Le Bon observou como as multidões podem ser mobilizadas por imagens, afetos e palavras de ordem mais do que por argumentos consistentes. No ambiente digital, essa dinâmica ganha velocidade e escala, mas não nasce da tecnologia. Ela encontra terreno numa sociedade atomizada, em que indivíduos isolados procuram pertencimento e explicações para a própria insegurança. A guerra cultural transforma sofrimento social em combate moral, desviando a revolta de seus alvos econômicos.
Superar o neoliberalismo exige recuperar a dimensão coletiva
A crítica ao neoliberalismo não pode terminar na denúncia de seus efeitos. Se o problema é a transformação de toda necessidade em responsabilidade individual, a saída precisa reconstruir formas coletivas de proteção e decisão. Isso significa defender direitos trabalhistas para quem atua em plataformas, reconhecer vínculos reais de subordinação, assegurar remuneração digna pelo tempo de espera e responsabilizar empresas pelos custos da atividade. Significa também discutir quem possui os dados, os aplicativos, os meios de transporte e as infraestruturas que organizam o trabalho.
Mas a regulação, embora necessária, não basta se mantiver intacta a propriedade privada que permite às plataformas decidir unilateralmente sobre milhões de trabalhadores. A questão decisiva é o controle social dos meios de produção e das tecnologias. Cooperativas de trabalhadores, gestão pública democrática e sistemas digitais transparentes podem abrir caminhos, desde que não sejam apresentados como soluções técnicas isoladas. A emancipação não virá de um aplicativo mais amigável, mas da transformação das relações que definem sua finalidade.
Também é preciso recusar a ideia de que a solidariedade é um obstáculo à eficiência. A cooperação não é uma caridade oferecida aos perdedores da competição; é a condição material de toda produção. Nenhuma entrega chega ao destino sem trabalhadores, ruas, energia, sistemas de comunicação, manutenção e consumidores. O capital privatiza o resultado dessa cooperação e atribui a cada empresa o mérito por capturá-lo. Tornar essa interdependência visível é um passo político contra a ideologia meritocrática.
Um resumo do neoliberalismo, quando levado a sério, não termina numa definição escolar.
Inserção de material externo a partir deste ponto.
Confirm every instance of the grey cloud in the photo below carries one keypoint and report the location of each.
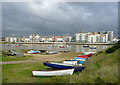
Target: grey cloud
(58, 18)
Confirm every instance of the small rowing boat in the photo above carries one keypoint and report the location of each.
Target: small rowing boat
(53, 72)
(63, 66)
Ele precisa mostrar a contradição entre a liberdade anunciada e a dependência vivida; entre a autonomia do empreendedor e o controle exercido pela plataforma; entre a promessa de escolha e a necessidade de aceitar qualquer trabalho. O neoliberalismo prospera ao convencer o trabalhador de que está sozinho justamente quando depende de uma organização econômica que atravessa sua jornada inteira.
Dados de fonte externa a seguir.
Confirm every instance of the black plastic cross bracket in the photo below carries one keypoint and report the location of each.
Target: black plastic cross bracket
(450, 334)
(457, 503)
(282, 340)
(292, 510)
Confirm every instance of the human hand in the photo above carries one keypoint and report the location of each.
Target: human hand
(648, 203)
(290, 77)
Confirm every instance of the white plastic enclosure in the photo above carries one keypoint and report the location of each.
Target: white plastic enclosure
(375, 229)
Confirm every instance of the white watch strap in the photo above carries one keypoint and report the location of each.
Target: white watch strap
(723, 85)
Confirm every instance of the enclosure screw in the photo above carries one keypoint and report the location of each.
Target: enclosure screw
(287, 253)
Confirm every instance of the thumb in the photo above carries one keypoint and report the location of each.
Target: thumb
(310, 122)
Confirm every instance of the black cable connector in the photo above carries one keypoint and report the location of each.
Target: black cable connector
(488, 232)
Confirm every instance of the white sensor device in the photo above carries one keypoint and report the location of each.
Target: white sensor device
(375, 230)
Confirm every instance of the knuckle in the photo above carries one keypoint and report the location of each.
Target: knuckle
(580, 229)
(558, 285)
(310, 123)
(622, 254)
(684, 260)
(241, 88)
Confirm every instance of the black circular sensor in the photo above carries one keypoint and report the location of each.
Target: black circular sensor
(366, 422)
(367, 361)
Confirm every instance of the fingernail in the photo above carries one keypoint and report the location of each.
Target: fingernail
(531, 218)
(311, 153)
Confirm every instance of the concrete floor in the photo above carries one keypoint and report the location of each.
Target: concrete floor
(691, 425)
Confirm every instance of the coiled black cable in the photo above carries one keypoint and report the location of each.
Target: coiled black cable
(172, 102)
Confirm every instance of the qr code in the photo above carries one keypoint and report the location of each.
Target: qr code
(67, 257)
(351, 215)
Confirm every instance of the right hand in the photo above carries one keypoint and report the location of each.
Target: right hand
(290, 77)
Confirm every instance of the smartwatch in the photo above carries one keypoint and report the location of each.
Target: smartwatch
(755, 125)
A tarefa crítica consiste em desfazer essa solidão fabricada. O entregador não é um empresário isolado, a professora não é uma unidade de desempenho, o atendente não é uma voz descartável e o desempregado não é culpado pela falta de postos de trabalho. São trabalhadores inseridos em relações que podem ser transformadas. A liberdade que importa não é a de competir sem proteção, mas a de participar das decisões sobre o trabalho, o tempo e a riqueza produzida coletivamente.